Loss aversion is what behavioral economists call the tendency to strongly prefer avoiding losses to acquiring gains. Garofalo explains in the video that this approach to decisions is susceptible to taking mental shortcuts that can lead to irrational decisions. Situations that involve probability are notoriously bad for applying heuristics, any type of problem solving deemed not to be perfect but sufficient for immediate goals .
Meanwhile, in conjunction fallacy, our brain tricks us into picking options that are more detailed than general ones. For example, in one study, researchers asked the participants to consider a regular six-sided die with four green faces and two red faces, where the die will be rolled 20 times and the sequence of greens (G) and reds (R) will be recorded.
They were asked to select one sequence, from a set of three, and rewarded $25 if the sequence they selected appears on successive rolls of the die (RGRRR, GRGRRR. GRRRRR). More than half of the participants chose the second sequence, although option one is contained within it and is shorter than the other options.
The anchoring effect can also influence our decision-making since it’s often used in marketing and negotiations. In other words, businesses can raise the prices that people are willing to pay. So, although we don’t need that shirt, the fact that it’s “on sale” entices us to make a purchase.
Other theories suggest irrational behavior stems from the inability to override automatic emotional responses, or let our feelings and experiences get the best of us. Humans act irrationally as a consequence of biasing influences and strongly and consistently affected by the way a question is presented.
A University College London study found even when both options lead to the same result participants were more likely to gamble at the threat of losing £30 than the option to keep £20.

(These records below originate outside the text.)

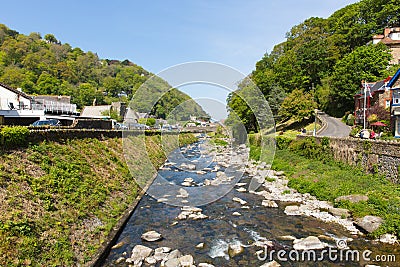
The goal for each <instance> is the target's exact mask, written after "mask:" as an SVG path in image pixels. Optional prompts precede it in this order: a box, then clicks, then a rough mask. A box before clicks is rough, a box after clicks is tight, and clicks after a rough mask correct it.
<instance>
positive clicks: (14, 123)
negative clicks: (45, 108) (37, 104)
mask: <svg viewBox="0 0 400 267" xmlns="http://www.w3.org/2000/svg"><path fill="white" fill-rule="evenodd" d="M44 116H45V112H44V109H43V108H40V107H38V106H36V105H34V104H33V98H32V97H31V96H29V95H27V94H25V93H24V92H22V90H21V89H19V88H18V89H14V88H12V87H10V86H8V85H6V84H3V83H0V123H1V124H17V125H29V124H31V123H33V122H34V121H36V120H38V119H41V118H44Z"/></svg>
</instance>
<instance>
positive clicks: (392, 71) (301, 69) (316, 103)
mask: <svg viewBox="0 0 400 267" xmlns="http://www.w3.org/2000/svg"><path fill="white" fill-rule="evenodd" d="M395 26H400V6H399V4H398V0H361V1H360V2H357V3H355V4H351V5H348V6H346V7H344V8H342V9H340V10H338V11H336V12H334V13H333V14H332V15H331V16H330V17H328V18H326V19H324V18H318V17H312V18H309V19H306V20H305V21H304V22H302V23H300V24H299V25H295V26H293V27H292V28H291V29H290V31H288V32H287V33H286V41H284V42H282V43H280V44H277V45H276V46H275V47H274V48H273V50H272V51H270V52H269V53H266V54H265V55H264V56H263V58H262V59H260V60H259V61H258V62H257V63H256V67H255V70H254V71H253V72H252V73H251V75H250V78H251V79H252V80H253V81H254V82H255V83H256V85H257V86H258V87H259V88H260V89H261V91H262V92H263V94H264V95H265V97H266V98H267V99H268V101H269V103H270V105H271V110H272V111H273V113H274V115H275V116H276V119H279V120H281V119H285V117H287V112H286V111H289V112H293V110H295V108H296V107H292V106H291V105H290V104H291V103H292V101H287V102H288V103H285V106H286V110H283V112H279V110H280V104H281V103H282V102H283V100H284V99H285V96H289V95H290V97H291V98H292V99H295V98H296V95H299V94H302V95H304V98H305V99H306V100H307V104H306V105H305V106H306V107H307V108H306V109H305V111H306V113H307V114H300V115H302V116H303V117H304V116H305V117H308V116H312V115H313V112H314V108H315V106H316V105H318V108H319V109H321V110H324V111H325V112H327V113H328V114H331V115H335V116H343V115H344V114H345V112H347V111H351V110H352V109H353V108H354V99H353V96H354V94H355V93H356V92H357V91H358V90H359V88H360V86H361V81H362V80H368V81H377V80H379V79H383V78H386V77H387V76H388V75H390V74H394V72H395V70H396V69H397V68H398V65H395V66H392V67H391V68H388V65H389V60H390V57H391V55H390V53H389V51H388V49H387V48H386V46H385V45H382V44H381V45H372V44H371V41H372V36H374V35H376V34H382V33H383V30H384V28H385V27H395ZM293 91H295V92H294V94H292V92H293ZM291 94H292V95H291ZM232 99H233V100H234V99H235V98H231V100H232ZM289 99H290V98H289ZM313 101H314V102H316V103H312V102H313ZM236 104H237V103H234V102H232V101H231V102H230V103H229V106H230V107H232V108H233V109H234V107H235V106H237V105H236ZM286 104H288V105H286ZM234 110H235V109H234ZM235 111H238V112H237V113H238V114H241V113H240V109H237V110H235ZM289 115H294V116H296V115H299V114H289ZM246 116H247V115H246V113H243V116H242V120H243V118H245V117H246ZM248 120H249V119H247V121H248Z"/></svg>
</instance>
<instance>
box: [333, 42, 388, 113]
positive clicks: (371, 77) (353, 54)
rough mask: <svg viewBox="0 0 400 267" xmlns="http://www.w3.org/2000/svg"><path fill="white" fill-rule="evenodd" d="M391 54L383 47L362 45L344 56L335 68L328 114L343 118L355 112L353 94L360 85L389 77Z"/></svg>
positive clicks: (381, 44)
mask: <svg viewBox="0 0 400 267" xmlns="http://www.w3.org/2000/svg"><path fill="white" fill-rule="evenodd" d="M390 59H391V54H390V52H389V51H388V48H387V47H386V46H385V45H383V44H377V45H365V46H361V47H358V48H356V49H355V50H354V51H353V52H351V53H350V54H348V55H346V56H345V57H344V58H343V59H342V60H340V61H339V62H338V63H337V64H336V65H335V67H334V72H333V75H332V80H331V84H330V88H331V90H330V96H329V98H330V102H329V105H328V107H327V109H328V112H329V113H331V114H332V115H335V116H340V117H342V116H343V115H344V114H345V112H346V111H350V110H352V109H353V108H354V100H353V99H354V94H355V93H356V92H357V91H359V89H360V86H361V81H362V80H366V81H377V80H379V79H383V78H385V77H387V76H388V73H387V66H388V65H389V60H390Z"/></svg>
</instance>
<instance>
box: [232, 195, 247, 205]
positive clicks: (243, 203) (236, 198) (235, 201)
mask: <svg viewBox="0 0 400 267" xmlns="http://www.w3.org/2000/svg"><path fill="white" fill-rule="evenodd" d="M232 200H233V201H235V202H239V203H240V205H246V204H247V201H245V200H243V199H241V198H238V197H234V198H233V199H232Z"/></svg>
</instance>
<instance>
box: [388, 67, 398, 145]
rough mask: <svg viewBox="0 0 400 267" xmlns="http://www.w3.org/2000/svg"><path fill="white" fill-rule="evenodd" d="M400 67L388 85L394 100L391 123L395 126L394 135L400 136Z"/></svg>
mask: <svg viewBox="0 0 400 267" xmlns="http://www.w3.org/2000/svg"><path fill="white" fill-rule="evenodd" d="M399 77H400V69H398V70H397V72H396V74H395V75H394V76H393V78H392V79H391V80H390V81H389V83H388V85H387V86H388V87H389V88H390V90H391V95H392V101H391V107H390V114H391V124H392V126H393V131H394V136H395V137H397V138H400V80H399Z"/></svg>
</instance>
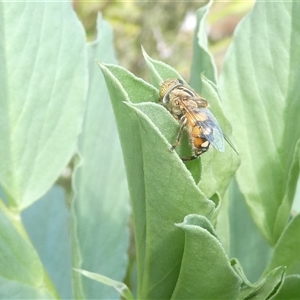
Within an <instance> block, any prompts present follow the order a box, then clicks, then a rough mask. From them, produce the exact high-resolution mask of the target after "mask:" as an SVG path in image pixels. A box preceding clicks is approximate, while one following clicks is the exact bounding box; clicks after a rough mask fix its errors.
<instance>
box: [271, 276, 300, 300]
mask: <svg viewBox="0 0 300 300" xmlns="http://www.w3.org/2000/svg"><path fill="white" fill-rule="evenodd" d="M299 286H300V275H290V276H286V277H285V279H284V282H283V285H282V287H281V289H280V290H279V292H278V294H277V295H275V297H273V298H272V299H273V300H286V299H289V300H298V299H300V289H299Z"/></svg>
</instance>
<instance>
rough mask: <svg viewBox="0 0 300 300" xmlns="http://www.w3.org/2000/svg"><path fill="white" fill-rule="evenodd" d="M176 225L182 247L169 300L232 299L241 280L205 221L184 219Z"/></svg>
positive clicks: (196, 218)
mask: <svg viewBox="0 0 300 300" xmlns="http://www.w3.org/2000/svg"><path fill="white" fill-rule="evenodd" d="M176 225H177V226H178V227H180V228H182V229H183V230H184V232H185V247H184V254H183V258H182V261H181V268H180V274H179V277H178V281H177V284H176V288H175V290H174V293H173V295H172V299H236V298H237V296H238V294H239V290H240V285H241V284H242V280H241V278H240V277H239V276H238V275H237V273H236V272H235V271H234V269H233V268H232V267H231V265H230V262H229V259H228V257H227V255H226V253H225V251H224V249H223V247H222V245H221V243H220V241H219V240H218V238H217V237H216V233H215V231H214V229H213V227H212V225H211V223H210V222H209V221H208V220H207V218H205V217H204V216H199V215H188V216H186V217H185V219H184V222H183V223H180V224H176Z"/></svg>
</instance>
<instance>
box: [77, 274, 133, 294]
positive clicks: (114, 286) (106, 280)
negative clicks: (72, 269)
mask: <svg viewBox="0 0 300 300" xmlns="http://www.w3.org/2000/svg"><path fill="white" fill-rule="evenodd" d="M74 270H75V271H77V272H79V273H81V274H82V275H84V276H86V277H88V278H90V279H93V280H96V281H98V282H101V283H103V284H105V285H107V286H110V287H113V288H114V289H115V290H116V291H117V292H118V293H119V294H120V295H121V296H122V297H123V298H124V299H126V300H132V299H134V298H133V296H132V294H131V292H130V290H129V288H128V287H127V286H126V284H124V283H122V282H119V281H115V280H112V279H111V278H109V277H106V276H103V275H100V274H97V273H93V272H88V271H85V270H77V269H74Z"/></svg>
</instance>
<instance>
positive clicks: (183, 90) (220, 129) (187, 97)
mask: <svg viewBox="0 0 300 300" xmlns="http://www.w3.org/2000/svg"><path fill="white" fill-rule="evenodd" d="M159 99H160V101H161V102H162V103H163V105H164V106H165V107H166V108H167V109H168V110H169V111H170V113H171V114H172V115H173V117H174V118H175V119H176V120H178V121H179V122H180V124H181V126H180V129H179V132H178V136H177V139H176V142H175V143H174V144H173V146H172V147H171V149H170V150H174V149H175V148H176V147H177V145H178V144H179V143H180V139H181V135H182V131H183V129H184V127H186V129H187V132H188V135H189V139H190V142H191V145H192V150H193V155H192V156H191V157H186V158H183V160H192V159H195V158H197V157H198V156H199V155H201V154H202V153H204V152H206V151H207V150H208V149H209V146H210V144H212V145H213V146H214V147H215V148H216V149H218V150H219V151H224V138H223V133H222V130H221V129H220V126H219V124H218V122H217V120H216V119H215V117H214V116H213V114H212V113H211V112H210V111H209V110H208V102H207V101H206V100H205V99H204V98H203V97H201V96H199V95H198V94H197V93H196V92H195V91H193V90H192V89H191V88H190V87H187V86H185V85H184V83H183V82H182V81H181V80H179V79H169V80H167V81H165V82H163V83H162V85H161V88H160V91H159Z"/></svg>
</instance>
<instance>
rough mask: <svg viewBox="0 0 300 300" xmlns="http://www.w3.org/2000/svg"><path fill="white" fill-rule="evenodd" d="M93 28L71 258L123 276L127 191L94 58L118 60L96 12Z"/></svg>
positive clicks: (108, 100) (73, 187)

In the same study, brain imaging revealed that the amygdala, the region that controls emotions and mediates the “fight or flight” reaction, underpinned this bias in the decision-making process.
Moreover, people with more rational behavior had greater brain activity in the prefrontal cortex — the region known to be involved in higher-order executive processes — suggesting that their brains are better equipped to deal with emotions in a more balanced reasoning process.
Despite cognitive basis, we can overcome our brain’s heuristics by learning to be aware of them. When we encounter a situation involving numbers, probability or multiple details — let’s pause for a second, and consider that the intuitive answer may not be what’s best after all.